Apple may have commissioned this study, but it does not appear to have done its authors any favours in getting them proprietary real-world metrics. The report contains endnotes pointing to all of the data sources, and it seems Data.ai was used an awful lot. Given that Apple may limit its own knowledge of app usage, how is Data.ai collecting it?

Our data sources include: anonymized and aggregated data from over 1 million apps, sizable consumer panels, top ad networks, and more.

The company has a list of its partnerships, which are primarily ad networks, but it also collects data from apps like a data monitoring utility it owns. Unfortunately, despite promising “a new standard for trust and transparency”, the company does not provide a list of any other apps from which it collects usage data.

Does a combination of ad network partnerships and a sneaky consumption utility mean it is able to provide reliable figures on the use of, say, Messages or the Phone app? I find it hard to believe this is anything more than a best guess.

Some of these figures are surprising. But one that is not is Spotify’s market share. Bob Lefsetz:

We’ve been hearing all this b.s. about Apple catching up with Spotify, but just the opposite appears true, Spotify is pulling away from Apple where it counts, in listenership. Furthermore, the report says that Spotify is especially popular amongst the young, who listen most and are most responsible for the breaking of new artists.

Now in truth Amazon is a stealth competitor. But in reality, Spotify is the world’s default streaming music app.

Apple Music appears to pay a much higher rate than Spotify, but Spotify really does seem to be the brand name music app to Apple’s store brand. It has better playlists, better social features, and has probably escaped culpability in the public eye for financing a guy who just has some questions. And it appears on the cusp of lobbing more legal grief in Apple’s direction.

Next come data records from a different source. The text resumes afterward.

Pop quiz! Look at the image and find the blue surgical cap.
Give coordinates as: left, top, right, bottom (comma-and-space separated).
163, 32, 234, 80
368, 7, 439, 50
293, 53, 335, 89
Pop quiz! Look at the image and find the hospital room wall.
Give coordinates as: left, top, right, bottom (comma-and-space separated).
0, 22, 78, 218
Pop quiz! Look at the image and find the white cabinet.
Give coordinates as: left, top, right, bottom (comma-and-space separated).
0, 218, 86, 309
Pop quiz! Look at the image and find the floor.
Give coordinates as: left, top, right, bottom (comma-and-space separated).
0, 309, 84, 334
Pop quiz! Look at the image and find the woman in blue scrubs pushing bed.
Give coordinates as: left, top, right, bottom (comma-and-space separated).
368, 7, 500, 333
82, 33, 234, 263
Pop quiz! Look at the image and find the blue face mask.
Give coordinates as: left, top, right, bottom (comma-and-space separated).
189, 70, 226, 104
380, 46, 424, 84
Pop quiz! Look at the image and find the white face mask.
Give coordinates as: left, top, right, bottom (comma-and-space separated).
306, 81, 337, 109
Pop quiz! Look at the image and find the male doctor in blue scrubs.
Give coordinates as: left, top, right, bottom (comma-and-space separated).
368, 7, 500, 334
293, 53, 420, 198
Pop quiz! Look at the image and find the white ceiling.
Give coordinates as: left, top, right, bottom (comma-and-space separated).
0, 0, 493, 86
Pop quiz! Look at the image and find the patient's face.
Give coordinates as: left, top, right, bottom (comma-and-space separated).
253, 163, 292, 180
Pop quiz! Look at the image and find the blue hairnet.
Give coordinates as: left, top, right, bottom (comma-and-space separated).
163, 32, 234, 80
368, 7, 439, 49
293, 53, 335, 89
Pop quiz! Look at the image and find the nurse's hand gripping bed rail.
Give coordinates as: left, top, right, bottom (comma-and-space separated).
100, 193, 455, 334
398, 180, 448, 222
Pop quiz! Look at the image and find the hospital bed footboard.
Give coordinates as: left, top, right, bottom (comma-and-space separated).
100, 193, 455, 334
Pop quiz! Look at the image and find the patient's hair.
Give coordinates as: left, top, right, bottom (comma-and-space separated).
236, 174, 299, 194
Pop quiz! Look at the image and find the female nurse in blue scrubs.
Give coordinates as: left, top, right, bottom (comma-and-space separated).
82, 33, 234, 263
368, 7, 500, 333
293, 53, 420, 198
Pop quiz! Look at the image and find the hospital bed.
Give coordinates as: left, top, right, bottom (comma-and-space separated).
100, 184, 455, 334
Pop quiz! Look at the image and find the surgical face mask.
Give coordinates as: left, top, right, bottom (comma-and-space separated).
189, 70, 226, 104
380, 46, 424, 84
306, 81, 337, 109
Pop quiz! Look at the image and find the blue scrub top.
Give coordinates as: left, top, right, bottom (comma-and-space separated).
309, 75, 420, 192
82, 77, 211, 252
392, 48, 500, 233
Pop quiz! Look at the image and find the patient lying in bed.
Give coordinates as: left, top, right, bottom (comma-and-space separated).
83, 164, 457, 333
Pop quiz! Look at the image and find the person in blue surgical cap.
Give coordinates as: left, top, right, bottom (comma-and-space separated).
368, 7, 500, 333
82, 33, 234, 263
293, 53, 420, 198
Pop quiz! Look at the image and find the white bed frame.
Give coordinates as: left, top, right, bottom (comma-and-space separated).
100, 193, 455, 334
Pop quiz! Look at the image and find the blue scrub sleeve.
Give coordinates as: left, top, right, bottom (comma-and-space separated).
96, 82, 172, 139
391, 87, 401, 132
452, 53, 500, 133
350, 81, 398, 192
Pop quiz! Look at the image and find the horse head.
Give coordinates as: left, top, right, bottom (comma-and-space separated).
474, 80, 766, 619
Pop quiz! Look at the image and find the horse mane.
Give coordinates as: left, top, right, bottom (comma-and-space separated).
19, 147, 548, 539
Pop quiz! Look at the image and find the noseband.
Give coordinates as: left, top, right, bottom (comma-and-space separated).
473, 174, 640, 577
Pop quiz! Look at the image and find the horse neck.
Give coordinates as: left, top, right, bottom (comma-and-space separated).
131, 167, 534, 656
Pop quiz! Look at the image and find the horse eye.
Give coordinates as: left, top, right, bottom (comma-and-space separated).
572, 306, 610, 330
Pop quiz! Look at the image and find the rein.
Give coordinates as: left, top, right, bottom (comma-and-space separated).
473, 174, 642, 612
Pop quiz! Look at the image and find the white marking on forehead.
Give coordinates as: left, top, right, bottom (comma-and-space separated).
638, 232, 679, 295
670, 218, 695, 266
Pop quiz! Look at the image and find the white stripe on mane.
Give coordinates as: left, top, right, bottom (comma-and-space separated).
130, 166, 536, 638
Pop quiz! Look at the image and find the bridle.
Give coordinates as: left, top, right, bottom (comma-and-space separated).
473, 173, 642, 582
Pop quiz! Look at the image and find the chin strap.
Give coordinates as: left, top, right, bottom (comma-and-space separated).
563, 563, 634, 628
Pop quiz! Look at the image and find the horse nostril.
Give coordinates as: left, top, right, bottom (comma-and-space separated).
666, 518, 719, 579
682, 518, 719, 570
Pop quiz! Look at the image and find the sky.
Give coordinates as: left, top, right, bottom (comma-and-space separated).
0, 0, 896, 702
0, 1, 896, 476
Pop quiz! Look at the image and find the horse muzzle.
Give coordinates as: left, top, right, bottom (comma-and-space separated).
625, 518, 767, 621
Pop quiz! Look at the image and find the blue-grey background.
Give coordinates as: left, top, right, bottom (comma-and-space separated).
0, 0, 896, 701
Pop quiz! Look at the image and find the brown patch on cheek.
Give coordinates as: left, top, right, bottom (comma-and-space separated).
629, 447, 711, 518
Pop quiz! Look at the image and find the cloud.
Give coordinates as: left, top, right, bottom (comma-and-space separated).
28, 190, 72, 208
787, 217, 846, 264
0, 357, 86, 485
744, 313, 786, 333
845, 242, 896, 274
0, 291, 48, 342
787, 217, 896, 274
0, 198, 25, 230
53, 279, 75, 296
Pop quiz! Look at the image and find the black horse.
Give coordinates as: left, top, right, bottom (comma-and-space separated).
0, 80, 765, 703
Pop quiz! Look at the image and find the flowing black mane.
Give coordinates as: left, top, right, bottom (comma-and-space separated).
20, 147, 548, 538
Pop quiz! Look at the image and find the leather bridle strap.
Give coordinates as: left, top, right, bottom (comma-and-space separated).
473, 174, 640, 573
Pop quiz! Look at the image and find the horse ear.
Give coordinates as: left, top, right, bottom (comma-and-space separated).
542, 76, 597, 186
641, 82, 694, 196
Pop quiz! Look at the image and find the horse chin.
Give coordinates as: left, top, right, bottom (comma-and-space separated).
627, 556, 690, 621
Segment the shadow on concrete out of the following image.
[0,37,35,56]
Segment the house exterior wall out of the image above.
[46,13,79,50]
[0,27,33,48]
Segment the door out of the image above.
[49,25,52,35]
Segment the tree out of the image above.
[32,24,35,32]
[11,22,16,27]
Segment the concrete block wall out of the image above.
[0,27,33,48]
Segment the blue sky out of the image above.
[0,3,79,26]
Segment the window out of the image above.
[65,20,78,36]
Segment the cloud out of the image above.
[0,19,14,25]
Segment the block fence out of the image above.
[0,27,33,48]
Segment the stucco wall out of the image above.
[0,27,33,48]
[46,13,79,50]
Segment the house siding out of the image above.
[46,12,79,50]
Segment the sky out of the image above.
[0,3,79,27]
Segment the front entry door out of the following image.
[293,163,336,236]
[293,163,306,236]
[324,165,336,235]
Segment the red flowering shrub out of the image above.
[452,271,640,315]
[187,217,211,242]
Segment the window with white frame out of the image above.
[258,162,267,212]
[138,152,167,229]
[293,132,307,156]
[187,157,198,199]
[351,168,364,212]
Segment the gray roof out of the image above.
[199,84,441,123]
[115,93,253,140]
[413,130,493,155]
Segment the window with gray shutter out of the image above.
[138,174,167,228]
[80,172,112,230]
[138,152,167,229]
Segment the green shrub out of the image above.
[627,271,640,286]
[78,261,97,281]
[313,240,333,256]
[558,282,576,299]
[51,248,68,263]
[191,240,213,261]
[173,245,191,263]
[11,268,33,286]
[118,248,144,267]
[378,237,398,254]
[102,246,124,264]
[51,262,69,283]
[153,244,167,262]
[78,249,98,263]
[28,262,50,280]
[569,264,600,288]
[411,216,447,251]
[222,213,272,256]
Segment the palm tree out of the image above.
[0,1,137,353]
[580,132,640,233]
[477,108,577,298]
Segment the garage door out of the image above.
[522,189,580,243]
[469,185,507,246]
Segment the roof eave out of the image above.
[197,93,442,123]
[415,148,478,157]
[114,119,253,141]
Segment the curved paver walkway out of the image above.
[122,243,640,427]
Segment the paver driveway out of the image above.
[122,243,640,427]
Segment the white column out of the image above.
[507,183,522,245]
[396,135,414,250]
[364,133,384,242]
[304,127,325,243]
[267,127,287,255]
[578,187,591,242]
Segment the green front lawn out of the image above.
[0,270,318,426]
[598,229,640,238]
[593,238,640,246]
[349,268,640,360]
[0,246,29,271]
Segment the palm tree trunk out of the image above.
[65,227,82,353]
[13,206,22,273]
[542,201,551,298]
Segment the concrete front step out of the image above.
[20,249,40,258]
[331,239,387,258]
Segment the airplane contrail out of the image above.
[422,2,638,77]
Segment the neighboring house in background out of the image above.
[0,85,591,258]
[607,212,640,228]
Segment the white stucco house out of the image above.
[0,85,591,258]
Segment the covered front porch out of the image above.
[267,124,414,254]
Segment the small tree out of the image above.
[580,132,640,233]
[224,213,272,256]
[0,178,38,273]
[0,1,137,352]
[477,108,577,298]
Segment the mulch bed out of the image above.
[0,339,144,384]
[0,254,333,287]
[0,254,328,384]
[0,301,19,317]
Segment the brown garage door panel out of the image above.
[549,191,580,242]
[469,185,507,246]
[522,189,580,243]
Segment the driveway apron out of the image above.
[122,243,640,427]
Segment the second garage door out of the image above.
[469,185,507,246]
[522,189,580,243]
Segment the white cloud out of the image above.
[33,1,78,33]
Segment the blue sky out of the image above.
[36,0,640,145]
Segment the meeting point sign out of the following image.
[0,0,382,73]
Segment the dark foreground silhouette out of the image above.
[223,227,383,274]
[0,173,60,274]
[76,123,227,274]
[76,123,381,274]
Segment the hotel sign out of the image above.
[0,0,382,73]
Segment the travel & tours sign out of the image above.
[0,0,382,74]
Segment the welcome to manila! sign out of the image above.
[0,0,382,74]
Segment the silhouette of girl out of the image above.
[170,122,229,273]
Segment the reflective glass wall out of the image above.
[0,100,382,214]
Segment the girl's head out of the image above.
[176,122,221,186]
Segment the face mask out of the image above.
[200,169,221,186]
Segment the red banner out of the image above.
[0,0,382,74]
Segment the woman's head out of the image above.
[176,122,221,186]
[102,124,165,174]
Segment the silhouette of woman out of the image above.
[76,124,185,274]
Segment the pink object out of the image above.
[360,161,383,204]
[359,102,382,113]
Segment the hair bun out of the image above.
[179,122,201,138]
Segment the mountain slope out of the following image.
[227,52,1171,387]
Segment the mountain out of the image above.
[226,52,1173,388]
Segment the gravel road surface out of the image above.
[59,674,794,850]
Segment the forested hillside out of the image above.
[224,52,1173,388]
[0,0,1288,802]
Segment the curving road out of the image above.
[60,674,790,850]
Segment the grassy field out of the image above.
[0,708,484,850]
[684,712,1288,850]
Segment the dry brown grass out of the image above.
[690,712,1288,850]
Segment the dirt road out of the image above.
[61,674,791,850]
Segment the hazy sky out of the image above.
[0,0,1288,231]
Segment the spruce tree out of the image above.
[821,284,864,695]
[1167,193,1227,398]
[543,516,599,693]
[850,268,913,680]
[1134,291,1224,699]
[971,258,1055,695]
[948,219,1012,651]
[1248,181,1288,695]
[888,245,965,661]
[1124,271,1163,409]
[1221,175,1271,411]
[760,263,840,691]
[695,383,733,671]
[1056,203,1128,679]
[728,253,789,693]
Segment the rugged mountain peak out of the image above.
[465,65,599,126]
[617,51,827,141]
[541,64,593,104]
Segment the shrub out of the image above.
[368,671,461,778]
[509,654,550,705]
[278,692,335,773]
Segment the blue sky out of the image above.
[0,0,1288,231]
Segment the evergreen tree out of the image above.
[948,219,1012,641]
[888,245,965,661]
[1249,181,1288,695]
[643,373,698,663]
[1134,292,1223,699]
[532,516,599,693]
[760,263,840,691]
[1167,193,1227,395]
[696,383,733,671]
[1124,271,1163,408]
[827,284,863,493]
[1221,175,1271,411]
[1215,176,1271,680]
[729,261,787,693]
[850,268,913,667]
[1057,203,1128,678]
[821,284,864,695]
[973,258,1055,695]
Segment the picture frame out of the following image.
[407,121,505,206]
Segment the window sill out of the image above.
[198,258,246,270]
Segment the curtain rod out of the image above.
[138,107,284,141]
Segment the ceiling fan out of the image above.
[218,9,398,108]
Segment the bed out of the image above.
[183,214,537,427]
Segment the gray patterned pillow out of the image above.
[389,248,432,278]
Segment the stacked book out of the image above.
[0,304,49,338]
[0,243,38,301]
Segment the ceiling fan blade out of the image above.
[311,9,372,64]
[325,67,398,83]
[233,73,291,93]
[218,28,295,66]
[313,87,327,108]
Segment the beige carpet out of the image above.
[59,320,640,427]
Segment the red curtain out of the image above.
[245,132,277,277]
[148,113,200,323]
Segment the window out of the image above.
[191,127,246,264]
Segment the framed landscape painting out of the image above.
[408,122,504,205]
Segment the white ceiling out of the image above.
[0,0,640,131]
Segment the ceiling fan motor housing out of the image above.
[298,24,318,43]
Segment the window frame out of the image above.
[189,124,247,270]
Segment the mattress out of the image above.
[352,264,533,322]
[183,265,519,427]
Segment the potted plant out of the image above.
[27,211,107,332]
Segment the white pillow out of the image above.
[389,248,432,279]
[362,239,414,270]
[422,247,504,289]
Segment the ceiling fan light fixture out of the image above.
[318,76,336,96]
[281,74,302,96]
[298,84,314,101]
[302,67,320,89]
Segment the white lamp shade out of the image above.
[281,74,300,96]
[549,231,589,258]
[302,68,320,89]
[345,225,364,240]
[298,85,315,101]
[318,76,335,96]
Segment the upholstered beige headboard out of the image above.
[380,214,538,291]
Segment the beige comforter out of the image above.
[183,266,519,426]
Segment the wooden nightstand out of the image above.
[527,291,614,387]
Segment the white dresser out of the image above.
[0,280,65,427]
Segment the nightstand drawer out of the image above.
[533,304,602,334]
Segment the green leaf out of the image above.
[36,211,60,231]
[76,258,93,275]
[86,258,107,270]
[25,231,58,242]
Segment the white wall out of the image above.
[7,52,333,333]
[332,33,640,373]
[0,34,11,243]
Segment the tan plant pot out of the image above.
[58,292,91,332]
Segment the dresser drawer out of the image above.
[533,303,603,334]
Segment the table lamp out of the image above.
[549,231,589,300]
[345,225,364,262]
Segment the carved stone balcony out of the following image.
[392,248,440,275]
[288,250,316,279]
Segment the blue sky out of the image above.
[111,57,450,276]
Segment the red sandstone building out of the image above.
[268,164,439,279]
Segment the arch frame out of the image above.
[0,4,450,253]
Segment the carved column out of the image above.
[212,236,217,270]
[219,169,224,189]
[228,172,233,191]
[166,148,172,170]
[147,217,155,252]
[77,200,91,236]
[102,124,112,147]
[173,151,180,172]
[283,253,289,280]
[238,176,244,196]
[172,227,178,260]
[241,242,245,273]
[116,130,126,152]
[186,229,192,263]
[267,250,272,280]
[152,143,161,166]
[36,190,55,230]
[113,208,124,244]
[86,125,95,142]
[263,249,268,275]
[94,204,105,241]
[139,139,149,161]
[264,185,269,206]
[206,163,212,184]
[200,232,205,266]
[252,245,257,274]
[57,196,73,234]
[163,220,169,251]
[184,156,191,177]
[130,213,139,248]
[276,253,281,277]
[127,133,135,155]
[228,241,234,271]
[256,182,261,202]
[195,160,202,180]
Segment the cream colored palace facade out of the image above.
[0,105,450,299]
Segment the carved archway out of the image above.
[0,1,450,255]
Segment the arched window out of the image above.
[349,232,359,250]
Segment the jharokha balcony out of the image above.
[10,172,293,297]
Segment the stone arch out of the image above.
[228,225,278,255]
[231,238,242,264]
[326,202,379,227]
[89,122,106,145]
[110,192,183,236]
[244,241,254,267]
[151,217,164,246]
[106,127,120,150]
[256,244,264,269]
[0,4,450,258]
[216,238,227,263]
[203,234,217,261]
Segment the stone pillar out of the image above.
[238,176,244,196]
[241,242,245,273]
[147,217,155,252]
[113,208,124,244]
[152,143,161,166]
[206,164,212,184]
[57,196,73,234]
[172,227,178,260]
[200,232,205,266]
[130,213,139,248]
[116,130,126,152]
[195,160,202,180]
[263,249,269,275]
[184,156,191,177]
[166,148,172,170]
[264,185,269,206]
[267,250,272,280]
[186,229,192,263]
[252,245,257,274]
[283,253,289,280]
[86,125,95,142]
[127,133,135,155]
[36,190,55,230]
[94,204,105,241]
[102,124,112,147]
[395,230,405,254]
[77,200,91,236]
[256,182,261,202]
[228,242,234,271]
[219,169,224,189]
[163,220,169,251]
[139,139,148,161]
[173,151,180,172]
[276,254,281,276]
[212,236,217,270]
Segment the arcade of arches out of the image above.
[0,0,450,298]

Apple prioritizes its Music app on iOS. It permits songs to be downloaded from the iTunes Store and added to a user’s library, all on an iPhone or iPad. Even if a third-party music store used the In-App Purchases mechanism, it is not possible for them to modify the Music library. But it seems many users do not care about that. They are happy keeping their music library siloed in whatever app they happen to be using. If they are using Spotify, they use the Spotify library; if they download a mixtape from DatPiff or want to support an indie artist more directly through Bandcamp, they must use each of those apps’ libraries. For the dedicated, this represents competition; for those with less patience, the winning app will be the one offering whatever they listen to most of the time.

It sure is an interesting time for technology policy at government and platform levels. All the findings in this report are the result of choices made primarily by Apple in its design of iOS and the App Store. It seems there is healthy competition in some categories of apps and in some regions. But this report is not comprehensive. Third-party apps have limitations Apple’s own versions do not, and there are many other categories where Apple’s entrant likely pulls ahead — browsers would be an especially interesting case because, although it is one of two types of app where you can set a system-level default on iOS, any third-party browser will still use Apple’s rendering engine.

I do not think this report is garbage; give it a read if you have time. But I think its shortcomings are enough to assume its figures are closer to an elastic estimate than actual data points.